Home >Politics >Policy >Supreme Court collegium to make its recommendations public

New Delhi: To ensure transparency in judicial appointments, the Supreme Court collegium has decided to disclose its rationale for recommending candidates to the government.

This would include reasons for names recommended or rejected by the collegium, comprising the five senior most judges of the apex court, to the government for its consideration.

Until now, the collegium’s decisions on transfers, elevation, appointments and so on have been taken without any disclosure to the public, a practice that was criticised by members of the legal fraternity for being opaque and arbitrary.

Disclosure of recommendations made by the collegium would include those for appointments to initial elevation to the high court, confirmation as permanent judge of a high court, elevation to the list of chief justice of a high court, transfer of high court chief justices/judges and elevation to the Supreme Court.

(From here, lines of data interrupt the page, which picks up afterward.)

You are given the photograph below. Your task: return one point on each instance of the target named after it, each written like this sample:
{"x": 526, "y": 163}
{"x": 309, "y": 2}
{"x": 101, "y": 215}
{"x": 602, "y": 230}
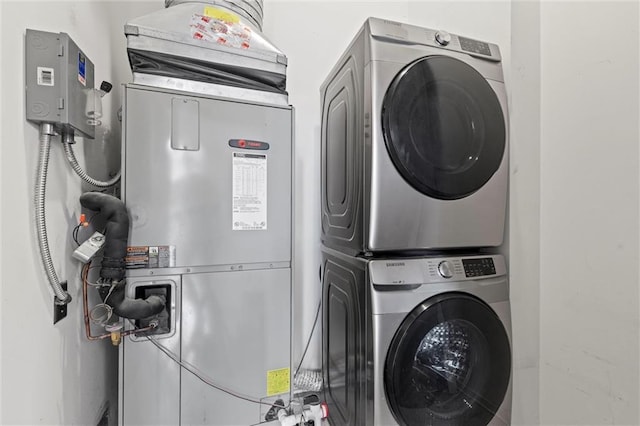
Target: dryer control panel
{"x": 435, "y": 270}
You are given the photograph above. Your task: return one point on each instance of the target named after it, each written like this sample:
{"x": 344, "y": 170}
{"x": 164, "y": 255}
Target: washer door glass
{"x": 443, "y": 127}
{"x": 448, "y": 364}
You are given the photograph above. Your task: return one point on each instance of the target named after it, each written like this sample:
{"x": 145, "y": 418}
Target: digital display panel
{"x": 479, "y": 267}
{"x": 475, "y": 46}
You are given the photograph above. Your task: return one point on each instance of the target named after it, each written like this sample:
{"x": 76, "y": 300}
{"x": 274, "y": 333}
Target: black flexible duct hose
{"x": 113, "y": 263}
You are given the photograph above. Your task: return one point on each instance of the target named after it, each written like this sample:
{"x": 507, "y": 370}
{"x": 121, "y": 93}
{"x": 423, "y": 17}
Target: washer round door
{"x": 443, "y": 127}
{"x": 449, "y": 363}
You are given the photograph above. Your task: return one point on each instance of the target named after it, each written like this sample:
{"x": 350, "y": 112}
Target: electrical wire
{"x": 199, "y": 375}
{"x": 315, "y": 322}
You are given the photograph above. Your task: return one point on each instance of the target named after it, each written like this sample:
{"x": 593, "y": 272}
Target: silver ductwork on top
{"x": 251, "y": 10}
{"x": 196, "y": 45}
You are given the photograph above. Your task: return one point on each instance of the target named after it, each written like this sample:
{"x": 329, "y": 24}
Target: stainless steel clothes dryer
{"x": 416, "y": 341}
{"x": 414, "y": 142}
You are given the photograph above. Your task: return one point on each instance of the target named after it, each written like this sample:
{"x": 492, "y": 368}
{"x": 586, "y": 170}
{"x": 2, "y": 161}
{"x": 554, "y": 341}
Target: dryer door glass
{"x": 448, "y": 364}
{"x": 443, "y": 127}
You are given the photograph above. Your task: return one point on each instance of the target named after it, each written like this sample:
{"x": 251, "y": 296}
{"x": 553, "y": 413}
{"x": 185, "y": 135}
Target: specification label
{"x": 278, "y": 381}
{"x": 150, "y": 257}
{"x": 249, "y": 192}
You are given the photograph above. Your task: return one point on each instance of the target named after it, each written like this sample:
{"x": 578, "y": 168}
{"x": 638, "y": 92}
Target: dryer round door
{"x": 443, "y": 127}
{"x": 449, "y": 363}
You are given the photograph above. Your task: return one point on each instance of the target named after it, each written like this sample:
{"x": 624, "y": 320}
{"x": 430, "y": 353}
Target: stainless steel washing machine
{"x": 416, "y": 341}
{"x": 414, "y": 142}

“The resolution is passed to ensure transparency and yet maintain confidentiality in the collegium system", according to a resolution posted on the Supreme Court website which was signed by the current collegium comprising of chief justice of India Dipak Misra, and justices J. Chelameswar, Ranjan Gogoi, Madan B. Lokur and Kurian Joseph.

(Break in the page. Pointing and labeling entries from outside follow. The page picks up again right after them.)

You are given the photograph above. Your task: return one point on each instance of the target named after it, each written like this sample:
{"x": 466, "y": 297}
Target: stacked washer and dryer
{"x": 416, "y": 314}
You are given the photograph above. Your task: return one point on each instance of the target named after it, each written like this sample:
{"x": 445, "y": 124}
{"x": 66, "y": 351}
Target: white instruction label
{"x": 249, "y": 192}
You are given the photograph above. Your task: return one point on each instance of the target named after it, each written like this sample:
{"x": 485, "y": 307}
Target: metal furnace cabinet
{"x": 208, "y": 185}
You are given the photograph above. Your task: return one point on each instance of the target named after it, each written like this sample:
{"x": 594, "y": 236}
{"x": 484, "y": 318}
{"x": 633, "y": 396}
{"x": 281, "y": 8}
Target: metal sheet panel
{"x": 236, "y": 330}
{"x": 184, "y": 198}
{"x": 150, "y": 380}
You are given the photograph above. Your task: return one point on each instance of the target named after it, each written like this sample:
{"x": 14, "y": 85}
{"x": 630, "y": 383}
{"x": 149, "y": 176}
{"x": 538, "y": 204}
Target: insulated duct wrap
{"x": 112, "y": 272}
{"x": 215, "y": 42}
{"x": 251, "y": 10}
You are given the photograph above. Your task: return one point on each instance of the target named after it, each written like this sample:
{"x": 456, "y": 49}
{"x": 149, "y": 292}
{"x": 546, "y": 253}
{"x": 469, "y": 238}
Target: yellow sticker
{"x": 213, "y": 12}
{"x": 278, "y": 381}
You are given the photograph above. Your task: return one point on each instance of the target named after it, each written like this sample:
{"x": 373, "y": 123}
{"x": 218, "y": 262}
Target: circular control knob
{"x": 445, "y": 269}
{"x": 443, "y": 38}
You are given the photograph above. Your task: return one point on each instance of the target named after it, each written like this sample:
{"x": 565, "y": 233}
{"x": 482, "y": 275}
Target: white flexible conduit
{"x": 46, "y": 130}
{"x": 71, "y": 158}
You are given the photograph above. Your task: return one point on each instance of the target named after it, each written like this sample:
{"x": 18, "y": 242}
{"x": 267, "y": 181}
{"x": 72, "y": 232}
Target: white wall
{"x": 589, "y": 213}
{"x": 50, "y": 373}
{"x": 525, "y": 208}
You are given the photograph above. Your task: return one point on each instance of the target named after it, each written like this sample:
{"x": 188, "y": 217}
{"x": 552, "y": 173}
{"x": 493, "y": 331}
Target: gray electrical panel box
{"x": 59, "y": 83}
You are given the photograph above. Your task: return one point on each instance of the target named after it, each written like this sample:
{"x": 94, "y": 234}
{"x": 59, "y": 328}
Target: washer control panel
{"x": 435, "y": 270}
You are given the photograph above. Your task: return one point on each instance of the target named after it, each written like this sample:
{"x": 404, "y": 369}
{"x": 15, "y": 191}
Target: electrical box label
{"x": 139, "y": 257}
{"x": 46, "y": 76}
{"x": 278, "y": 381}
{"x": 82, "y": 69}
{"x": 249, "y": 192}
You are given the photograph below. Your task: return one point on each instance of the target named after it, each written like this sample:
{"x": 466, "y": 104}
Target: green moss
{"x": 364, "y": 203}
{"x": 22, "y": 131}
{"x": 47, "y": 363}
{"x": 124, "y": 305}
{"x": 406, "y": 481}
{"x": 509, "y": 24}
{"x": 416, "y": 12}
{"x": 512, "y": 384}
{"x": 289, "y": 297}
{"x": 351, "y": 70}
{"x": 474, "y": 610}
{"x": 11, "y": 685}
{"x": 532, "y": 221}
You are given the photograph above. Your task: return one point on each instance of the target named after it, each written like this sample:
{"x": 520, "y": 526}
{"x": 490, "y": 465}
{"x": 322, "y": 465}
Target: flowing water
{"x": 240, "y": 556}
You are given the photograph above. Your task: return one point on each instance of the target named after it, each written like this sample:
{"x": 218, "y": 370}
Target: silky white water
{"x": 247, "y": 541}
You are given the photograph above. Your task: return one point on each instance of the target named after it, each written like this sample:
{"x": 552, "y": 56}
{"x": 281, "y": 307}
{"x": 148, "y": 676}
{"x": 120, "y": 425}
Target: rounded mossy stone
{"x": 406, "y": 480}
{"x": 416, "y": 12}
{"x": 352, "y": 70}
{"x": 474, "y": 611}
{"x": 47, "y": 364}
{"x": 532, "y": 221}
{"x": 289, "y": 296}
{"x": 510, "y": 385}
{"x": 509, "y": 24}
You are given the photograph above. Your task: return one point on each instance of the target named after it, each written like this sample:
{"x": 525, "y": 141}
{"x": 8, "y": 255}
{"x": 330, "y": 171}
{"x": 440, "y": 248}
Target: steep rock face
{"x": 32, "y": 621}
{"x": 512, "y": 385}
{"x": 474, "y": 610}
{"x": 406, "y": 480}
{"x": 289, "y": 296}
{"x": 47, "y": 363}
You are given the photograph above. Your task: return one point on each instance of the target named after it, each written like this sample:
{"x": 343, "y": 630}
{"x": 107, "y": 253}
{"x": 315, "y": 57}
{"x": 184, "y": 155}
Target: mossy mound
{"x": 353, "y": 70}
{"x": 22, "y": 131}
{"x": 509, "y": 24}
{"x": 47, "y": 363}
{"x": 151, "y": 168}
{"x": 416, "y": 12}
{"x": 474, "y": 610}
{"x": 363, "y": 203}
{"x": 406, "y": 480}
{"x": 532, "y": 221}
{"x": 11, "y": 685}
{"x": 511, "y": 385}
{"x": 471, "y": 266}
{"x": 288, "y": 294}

The move comes after the collegium faced scrutiny over the resignation of former judge of Karnataka high court, Jayant Patel, who was set to be transferred to the Allahabad high court by the collegium rather than being elevated as chief justice of the same court.

Patel was 10 months short of becoming the chief justice of the Karnataka high court when he was transferred to Allahabad high court in a unanimous decision by the collegium. As a result, he would lose the chance of becoming the chief justice as he would be third in the seniority list after the transfer.

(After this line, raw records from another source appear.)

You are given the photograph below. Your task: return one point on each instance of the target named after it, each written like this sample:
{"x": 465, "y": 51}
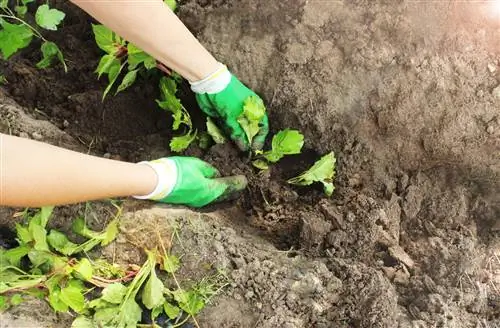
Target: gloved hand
{"x": 191, "y": 181}
{"x": 221, "y": 96}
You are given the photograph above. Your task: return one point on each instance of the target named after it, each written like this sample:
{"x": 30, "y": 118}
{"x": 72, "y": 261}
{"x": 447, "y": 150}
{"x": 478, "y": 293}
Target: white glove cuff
{"x": 166, "y": 171}
{"x": 214, "y": 83}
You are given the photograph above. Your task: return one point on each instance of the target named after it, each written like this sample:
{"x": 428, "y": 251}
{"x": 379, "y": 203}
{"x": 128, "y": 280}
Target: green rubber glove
{"x": 226, "y": 106}
{"x": 191, "y": 181}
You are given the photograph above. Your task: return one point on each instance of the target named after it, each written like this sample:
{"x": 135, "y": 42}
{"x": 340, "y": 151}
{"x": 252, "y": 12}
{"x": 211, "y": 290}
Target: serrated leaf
{"x": 130, "y": 314}
{"x": 171, "y": 263}
{"x": 84, "y": 269}
{"x": 105, "y": 316}
{"x": 253, "y": 112}
{"x": 23, "y": 234}
{"x": 322, "y": 171}
{"x": 114, "y": 293}
{"x": 191, "y": 302}
{"x": 105, "y": 64}
{"x": 55, "y": 300}
{"x": 48, "y": 18}
{"x": 172, "y": 311}
{"x": 72, "y": 295}
{"x": 14, "y": 255}
{"x": 285, "y": 142}
{"x": 83, "y": 322}
{"x": 136, "y": 56}
{"x": 215, "y": 132}
{"x": 21, "y": 10}
{"x": 152, "y": 293}
{"x": 127, "y": 81}
{"x": 14, "y": 37}
{"x": 4, "y": 305}
{"x": 58, "y": 241}
{"x": 181, "y": 143}
{"x": 50, "y": 51}
{"x": 105, "y": 39}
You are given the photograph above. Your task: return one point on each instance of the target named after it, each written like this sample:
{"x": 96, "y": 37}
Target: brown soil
{"x": 403, "y": 92}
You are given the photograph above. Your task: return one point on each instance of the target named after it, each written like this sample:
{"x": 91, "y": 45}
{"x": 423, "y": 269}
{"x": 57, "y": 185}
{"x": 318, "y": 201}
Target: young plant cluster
{"x": 285, "y": 142}
{"x": 103, "y": 295}
{"x": 18, "y": 29}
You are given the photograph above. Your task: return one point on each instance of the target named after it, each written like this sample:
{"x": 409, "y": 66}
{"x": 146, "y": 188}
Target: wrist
{"x": 215, "y": 82}
{"x": 165, "y": 171}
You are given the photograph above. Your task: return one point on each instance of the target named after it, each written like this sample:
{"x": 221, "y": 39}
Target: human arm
{"x": 34, "y": 174}
{"x": 154, "y": 28}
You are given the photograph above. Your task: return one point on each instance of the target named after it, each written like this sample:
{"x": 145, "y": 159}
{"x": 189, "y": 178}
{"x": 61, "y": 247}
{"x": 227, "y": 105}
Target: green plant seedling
{"x": 322, "y": 171}
{"x": 16, "y": 33}
{"x": 285, "y": 142}
{"x": 253, "y": 112}
{"x": 169, "y": 102}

Before being transferred to the Karnataka high court in 2016, he served as the acting chief justice of the Gujarat high court in 2015.

A challenge to the workings of the collegium is also pending in the form of a plea by the National Lawyers’ Campaign for Judicial Transparency and Reforms, an organization of lawyers.

On 16 October 2015, the apex court struck down the National Judicial Appointments Commission (NJAC) Act, 2014 that sought to give the executive a say in appointments to the higher judiciary.